Backretrieval: An Image-Pivoted Evaluation Metric for Cross-Lingual Text Representations Without Parallel Corpora
This addresses the difficulty of evaluating cross-lingual representations in domains beyond standard benchmarks, benefiting researchers and practitioners in fields like unsupervised machine translation and cross-lingual information retrieval, though it is incremental as it builds on existing evaluation methods.
The paper tackles the problem of evaluating cross-lingual text representations without parallel corpora by proposing Backretrieval, an automatic metric that uses images as a proxy, and shows it highly correlates with ground truth metrics and offers statistically significant improvements over baselines.

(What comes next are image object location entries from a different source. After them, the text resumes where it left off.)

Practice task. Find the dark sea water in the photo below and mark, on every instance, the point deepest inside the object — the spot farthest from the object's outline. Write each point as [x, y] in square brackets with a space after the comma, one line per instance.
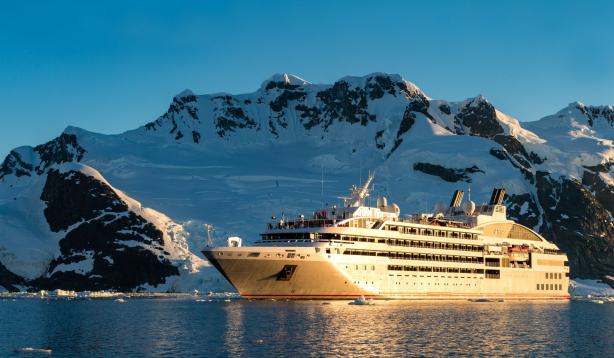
[183, 327]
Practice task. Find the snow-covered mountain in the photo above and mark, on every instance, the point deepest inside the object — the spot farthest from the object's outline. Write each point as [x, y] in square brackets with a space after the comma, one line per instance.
[233, 160]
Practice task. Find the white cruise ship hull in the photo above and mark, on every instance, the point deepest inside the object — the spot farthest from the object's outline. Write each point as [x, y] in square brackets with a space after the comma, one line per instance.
[257, 272]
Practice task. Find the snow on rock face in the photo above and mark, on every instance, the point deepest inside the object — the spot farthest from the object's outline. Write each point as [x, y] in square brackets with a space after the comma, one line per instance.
[233, 160]
[88, 235]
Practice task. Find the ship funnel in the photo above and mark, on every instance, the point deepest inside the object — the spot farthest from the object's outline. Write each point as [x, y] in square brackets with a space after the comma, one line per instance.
[457, 198]
[497, 196]
[382, 202]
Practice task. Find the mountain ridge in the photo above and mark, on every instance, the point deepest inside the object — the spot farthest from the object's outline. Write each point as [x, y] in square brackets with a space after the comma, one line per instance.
[212, 155]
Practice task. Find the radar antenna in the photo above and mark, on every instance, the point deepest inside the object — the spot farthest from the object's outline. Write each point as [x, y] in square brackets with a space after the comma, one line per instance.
[360, 193]
[209, 227]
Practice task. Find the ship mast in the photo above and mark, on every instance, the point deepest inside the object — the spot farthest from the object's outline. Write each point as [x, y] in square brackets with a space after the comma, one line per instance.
[209, 239]
[360, 193]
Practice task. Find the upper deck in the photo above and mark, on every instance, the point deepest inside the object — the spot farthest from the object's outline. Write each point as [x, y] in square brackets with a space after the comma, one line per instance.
[356, 221]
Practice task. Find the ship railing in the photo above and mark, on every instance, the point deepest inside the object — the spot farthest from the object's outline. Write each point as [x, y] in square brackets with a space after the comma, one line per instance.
[299, 224]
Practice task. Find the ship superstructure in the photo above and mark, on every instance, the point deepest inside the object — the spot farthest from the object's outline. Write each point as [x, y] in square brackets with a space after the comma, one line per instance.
[461, 251]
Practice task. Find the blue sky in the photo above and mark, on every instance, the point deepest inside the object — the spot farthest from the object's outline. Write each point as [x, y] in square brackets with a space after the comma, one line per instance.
[111, 66]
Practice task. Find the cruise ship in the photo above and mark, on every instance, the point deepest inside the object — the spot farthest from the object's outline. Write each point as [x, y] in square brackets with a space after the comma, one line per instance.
[462, 251]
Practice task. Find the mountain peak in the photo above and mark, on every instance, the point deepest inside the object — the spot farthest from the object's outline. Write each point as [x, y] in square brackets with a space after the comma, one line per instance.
[285, 78]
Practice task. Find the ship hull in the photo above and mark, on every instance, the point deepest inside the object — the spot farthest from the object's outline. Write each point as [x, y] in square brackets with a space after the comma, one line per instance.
[322, 276]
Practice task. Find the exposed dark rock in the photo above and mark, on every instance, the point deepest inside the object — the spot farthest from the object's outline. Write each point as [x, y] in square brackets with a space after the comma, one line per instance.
[310, 116]
[593, 113]
[523, 208]
[63, 149]
[481, 118]
[604, 193]
[187, 103]
[378, 85]
[345, 104]
[122, 249]
[379, 139]
[536, 159]
[196, 137]
[452, 175]
[282, 85]
[13, 164]
[232, 117]
[498, 153]
[409, 118]
[9, 280]
[579, 224]
[444, 108]
[83, 199]
[281, 102]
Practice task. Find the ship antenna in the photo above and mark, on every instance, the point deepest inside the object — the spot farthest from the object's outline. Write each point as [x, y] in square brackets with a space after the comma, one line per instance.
[322, 186]
[209, 239]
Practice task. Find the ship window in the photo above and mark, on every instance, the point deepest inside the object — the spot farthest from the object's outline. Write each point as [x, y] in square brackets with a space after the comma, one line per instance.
[286, 273]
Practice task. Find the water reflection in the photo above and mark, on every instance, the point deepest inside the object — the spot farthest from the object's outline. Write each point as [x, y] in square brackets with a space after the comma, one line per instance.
[185, 327]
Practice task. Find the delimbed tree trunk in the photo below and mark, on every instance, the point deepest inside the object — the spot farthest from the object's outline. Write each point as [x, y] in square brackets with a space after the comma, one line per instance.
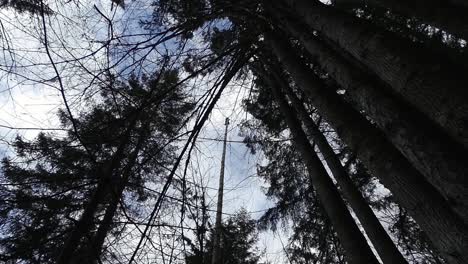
[438, 13]
[384, 245]
[434, 86]
[443, 226]
[440, 159]
[353, 241]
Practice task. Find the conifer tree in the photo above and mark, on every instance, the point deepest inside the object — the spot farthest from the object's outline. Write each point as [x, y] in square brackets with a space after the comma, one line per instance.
[54, 182]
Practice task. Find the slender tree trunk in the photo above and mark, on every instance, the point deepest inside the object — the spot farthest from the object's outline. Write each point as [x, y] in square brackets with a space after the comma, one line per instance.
[115, 196]
[354, 243]
[441, 160]
[443, 226]
[85, 223]
[434, 86]
[438, 13]
[384, 245]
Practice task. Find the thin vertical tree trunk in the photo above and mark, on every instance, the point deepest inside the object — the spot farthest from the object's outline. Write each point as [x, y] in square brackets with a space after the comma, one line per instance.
[434, 86]
[443, 226]
[438, 13]
[440, 159]
[384, 245]
[354, 243]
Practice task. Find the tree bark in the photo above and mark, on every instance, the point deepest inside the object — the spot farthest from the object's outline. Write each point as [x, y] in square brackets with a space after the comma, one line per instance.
[384, 245]
[354, 243]
[85, 223]
[441, 160]
[437, 13]
[432, 85]
[115, 196]
[443, 226]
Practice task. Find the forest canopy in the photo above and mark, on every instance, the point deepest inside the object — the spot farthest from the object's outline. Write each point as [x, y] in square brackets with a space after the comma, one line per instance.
[221, 131]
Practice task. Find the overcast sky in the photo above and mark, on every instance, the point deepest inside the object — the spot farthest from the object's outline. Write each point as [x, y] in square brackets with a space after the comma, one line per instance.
[30, 97]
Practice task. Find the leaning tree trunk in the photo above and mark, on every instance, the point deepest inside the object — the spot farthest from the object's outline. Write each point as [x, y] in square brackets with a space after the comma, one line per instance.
[441, 160]
[85, 223]
[384, 245]
[434, 86]
[115, 195]
[438, 13]
[443, 226]
[353, 241]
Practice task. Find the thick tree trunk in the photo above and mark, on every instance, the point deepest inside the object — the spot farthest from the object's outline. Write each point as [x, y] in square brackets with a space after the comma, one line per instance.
[438, 13]
[434, 86]
[443, 226]
[441, 160]
[384, 245]
[354, 243]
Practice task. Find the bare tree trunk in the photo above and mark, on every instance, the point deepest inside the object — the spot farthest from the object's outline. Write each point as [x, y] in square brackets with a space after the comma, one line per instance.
[354, 243]
[443, 226]
[384, 245]
[434, 86]
[441, 160]
[438, 13]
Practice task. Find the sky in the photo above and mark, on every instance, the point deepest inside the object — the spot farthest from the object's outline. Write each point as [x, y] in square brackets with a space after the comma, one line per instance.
[30, 95]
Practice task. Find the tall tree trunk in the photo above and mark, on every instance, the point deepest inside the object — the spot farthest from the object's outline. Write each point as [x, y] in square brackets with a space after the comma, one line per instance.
[434, 86]
[438, 13]
[85, 223]
[430, 150]
[115, 196]
[354, 243]
[443, 226]
[384, 245]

Cross-lingual text representations have gained popularity lately and act as the backbone of many tasks such as unsupervised machine translation and cross-lingual information retrieval, to name a few. However, evaluation of such representations is difficult in the domains beyond standard benchmarks due to the necessity of obtaining domain-specific parallel language data across different pairs of languages. In this paper, we propose an automatic metric for evaluating the quality of cross-lingual textual representations using images as a proxy in a paired image-text evaluation dataset. Experimentally, Backretrieval is shown to highly correlate with ground truth metrics on annotated datasets, and our analysis shows statistically significant improvements over baselines. Our experiments conclude with a case study on a recipe dataset without parallel cross-lingual data. We illustrate how to judge cross-lingual embedding quality with Backretrieval, and validate the outcome with a small human study.